Wenn Leute teure Marken tragen, denke ich mir, der muss gut bei Kasse sein. Und Menschen, die wohlhabend wirken, müssen ja auch irgendwie erfolgreich sein, oder? Zumindest neigt man zu dem Gedanken. Ich weiß aber auch: Sehr viele Menschen mit viel Geld haben nicht im Geringsten etwas Bedeutendes geleistet. Schon gar nicht für die Gemeinschaft.

Doch nicht nur Topverdiener und Erben versuchen, mit Marken und Produkten auf sich aufmerksam zu machen. Ich habe mich selbst auch schon öfter dabei erwischt. Natürlich wollte ich mir das nie eingestehen. Aber tatsächlich lasse ich mich durch »gute Marken« blenden. Dabei weiß ich rational, dass nicht allein die Qualität eines Produktes zum »Markenbewusstsein« führt, sondern vor allem millionenschwere Marketingkampagnen.

Einmal zur Weihnachtszeit sah ich einen fetten SUV unter einem festlich beleuchteten Carport.
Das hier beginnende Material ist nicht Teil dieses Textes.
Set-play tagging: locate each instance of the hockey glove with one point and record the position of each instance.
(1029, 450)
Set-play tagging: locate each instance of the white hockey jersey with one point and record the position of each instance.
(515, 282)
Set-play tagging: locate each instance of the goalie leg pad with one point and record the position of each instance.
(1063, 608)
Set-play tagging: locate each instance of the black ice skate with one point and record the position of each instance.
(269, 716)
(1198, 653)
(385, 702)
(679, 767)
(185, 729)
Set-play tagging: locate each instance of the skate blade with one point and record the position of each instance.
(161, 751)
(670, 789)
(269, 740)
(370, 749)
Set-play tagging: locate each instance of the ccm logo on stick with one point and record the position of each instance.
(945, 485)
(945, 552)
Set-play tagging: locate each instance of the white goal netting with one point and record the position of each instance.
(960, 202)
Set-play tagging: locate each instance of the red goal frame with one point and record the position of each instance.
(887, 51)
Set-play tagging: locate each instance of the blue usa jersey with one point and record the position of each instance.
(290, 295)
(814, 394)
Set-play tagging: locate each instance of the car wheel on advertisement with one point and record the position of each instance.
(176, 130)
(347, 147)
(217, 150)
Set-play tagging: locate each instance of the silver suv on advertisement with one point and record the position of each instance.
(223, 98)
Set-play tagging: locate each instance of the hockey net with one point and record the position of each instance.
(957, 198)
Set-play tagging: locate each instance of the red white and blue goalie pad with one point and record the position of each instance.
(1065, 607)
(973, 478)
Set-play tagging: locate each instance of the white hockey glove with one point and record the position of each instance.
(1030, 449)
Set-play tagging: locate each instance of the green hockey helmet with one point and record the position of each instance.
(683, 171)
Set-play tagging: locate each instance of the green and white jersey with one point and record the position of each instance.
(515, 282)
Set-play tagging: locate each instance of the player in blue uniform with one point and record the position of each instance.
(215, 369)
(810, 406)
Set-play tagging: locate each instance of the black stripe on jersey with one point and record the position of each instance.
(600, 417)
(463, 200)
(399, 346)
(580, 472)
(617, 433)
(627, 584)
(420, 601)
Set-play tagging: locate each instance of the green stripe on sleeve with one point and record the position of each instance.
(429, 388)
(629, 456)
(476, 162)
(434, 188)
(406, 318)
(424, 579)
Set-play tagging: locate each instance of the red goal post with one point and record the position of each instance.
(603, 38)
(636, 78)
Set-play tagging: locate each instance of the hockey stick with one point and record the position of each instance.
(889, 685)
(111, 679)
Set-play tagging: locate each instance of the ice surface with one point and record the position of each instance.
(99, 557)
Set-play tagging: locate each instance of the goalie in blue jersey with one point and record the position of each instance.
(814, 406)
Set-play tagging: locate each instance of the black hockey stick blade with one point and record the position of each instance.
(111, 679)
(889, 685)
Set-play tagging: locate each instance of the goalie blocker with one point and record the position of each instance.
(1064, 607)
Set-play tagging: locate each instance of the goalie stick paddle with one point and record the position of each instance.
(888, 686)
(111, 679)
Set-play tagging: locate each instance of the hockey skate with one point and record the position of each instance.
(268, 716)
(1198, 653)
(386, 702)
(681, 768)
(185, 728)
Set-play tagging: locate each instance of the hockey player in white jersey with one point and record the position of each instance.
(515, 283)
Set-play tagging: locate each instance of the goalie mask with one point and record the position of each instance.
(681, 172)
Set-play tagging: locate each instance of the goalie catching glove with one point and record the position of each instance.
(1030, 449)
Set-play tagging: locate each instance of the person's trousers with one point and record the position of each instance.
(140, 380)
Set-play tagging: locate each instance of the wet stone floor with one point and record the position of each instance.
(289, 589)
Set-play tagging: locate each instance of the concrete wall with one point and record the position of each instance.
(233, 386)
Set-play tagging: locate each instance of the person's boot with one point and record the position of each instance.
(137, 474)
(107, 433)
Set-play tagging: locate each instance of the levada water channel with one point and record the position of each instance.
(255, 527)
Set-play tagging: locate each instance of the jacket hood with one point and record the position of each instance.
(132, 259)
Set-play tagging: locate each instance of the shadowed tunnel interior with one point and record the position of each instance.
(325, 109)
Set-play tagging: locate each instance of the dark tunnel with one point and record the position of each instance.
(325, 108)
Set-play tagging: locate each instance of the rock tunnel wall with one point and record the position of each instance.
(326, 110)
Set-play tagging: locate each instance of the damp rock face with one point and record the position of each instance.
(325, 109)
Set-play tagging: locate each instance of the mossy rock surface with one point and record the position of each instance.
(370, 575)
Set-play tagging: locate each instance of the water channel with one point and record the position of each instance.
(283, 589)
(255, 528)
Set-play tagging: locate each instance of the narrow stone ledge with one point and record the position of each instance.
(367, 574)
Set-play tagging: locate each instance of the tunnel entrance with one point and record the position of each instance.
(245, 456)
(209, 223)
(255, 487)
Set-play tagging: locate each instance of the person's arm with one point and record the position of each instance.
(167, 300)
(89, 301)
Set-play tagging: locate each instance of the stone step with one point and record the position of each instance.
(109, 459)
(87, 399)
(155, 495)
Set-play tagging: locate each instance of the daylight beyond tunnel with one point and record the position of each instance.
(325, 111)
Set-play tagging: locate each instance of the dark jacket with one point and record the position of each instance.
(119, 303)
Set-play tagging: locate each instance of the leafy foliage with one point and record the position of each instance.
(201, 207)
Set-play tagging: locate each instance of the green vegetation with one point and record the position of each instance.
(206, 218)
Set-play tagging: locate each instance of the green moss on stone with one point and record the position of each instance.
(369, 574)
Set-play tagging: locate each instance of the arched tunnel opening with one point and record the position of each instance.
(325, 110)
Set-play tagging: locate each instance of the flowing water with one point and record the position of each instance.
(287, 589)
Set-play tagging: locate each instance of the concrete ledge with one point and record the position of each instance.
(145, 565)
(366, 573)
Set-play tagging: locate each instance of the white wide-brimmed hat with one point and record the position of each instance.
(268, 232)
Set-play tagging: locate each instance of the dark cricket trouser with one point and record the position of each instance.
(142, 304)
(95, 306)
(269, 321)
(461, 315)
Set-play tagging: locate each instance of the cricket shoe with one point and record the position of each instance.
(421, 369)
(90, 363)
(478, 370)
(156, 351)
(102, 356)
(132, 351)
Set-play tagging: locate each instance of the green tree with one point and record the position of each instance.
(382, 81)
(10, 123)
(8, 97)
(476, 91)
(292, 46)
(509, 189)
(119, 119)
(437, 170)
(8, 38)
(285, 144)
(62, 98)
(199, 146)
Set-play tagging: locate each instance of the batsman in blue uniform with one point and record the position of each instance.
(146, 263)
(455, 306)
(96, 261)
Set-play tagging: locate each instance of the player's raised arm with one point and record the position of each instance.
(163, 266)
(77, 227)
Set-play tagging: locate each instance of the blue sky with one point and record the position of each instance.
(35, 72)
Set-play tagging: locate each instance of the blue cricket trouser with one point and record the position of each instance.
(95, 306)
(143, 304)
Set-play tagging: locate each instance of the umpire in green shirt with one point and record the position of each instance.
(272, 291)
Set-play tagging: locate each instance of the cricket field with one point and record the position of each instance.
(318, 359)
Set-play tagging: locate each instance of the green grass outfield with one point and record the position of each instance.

Ich war verwirrt. Warum beleuchtet dieser Mann sein Auto, als wäre es ein Heiligtum? Nun, Konsum hat ja mitunter religiösen Charakter. Aber erst nach einer Weile wurde mir der Grund für die Illumination klar. Dieser Mann ist auf der Suche nach Liebe und Anerkennung.

Auf der Suche nach Anerkennung und Liebe.
Auf der Suche nach Anerkennung und Liebe.

Einen großen Teil ihres Einkommens verwenden besonders Menschen mit gutem Einkommen für die Investition in Gegenstände, die vor allem den Zweck haben, andere Menschen zu beindrucken. Wir wollen gesehen, gemocht, bewundert werden. Wir wollen geliebt werden. Doch weder Liebe noch Anerkennung erlangt man durch materielle Güter.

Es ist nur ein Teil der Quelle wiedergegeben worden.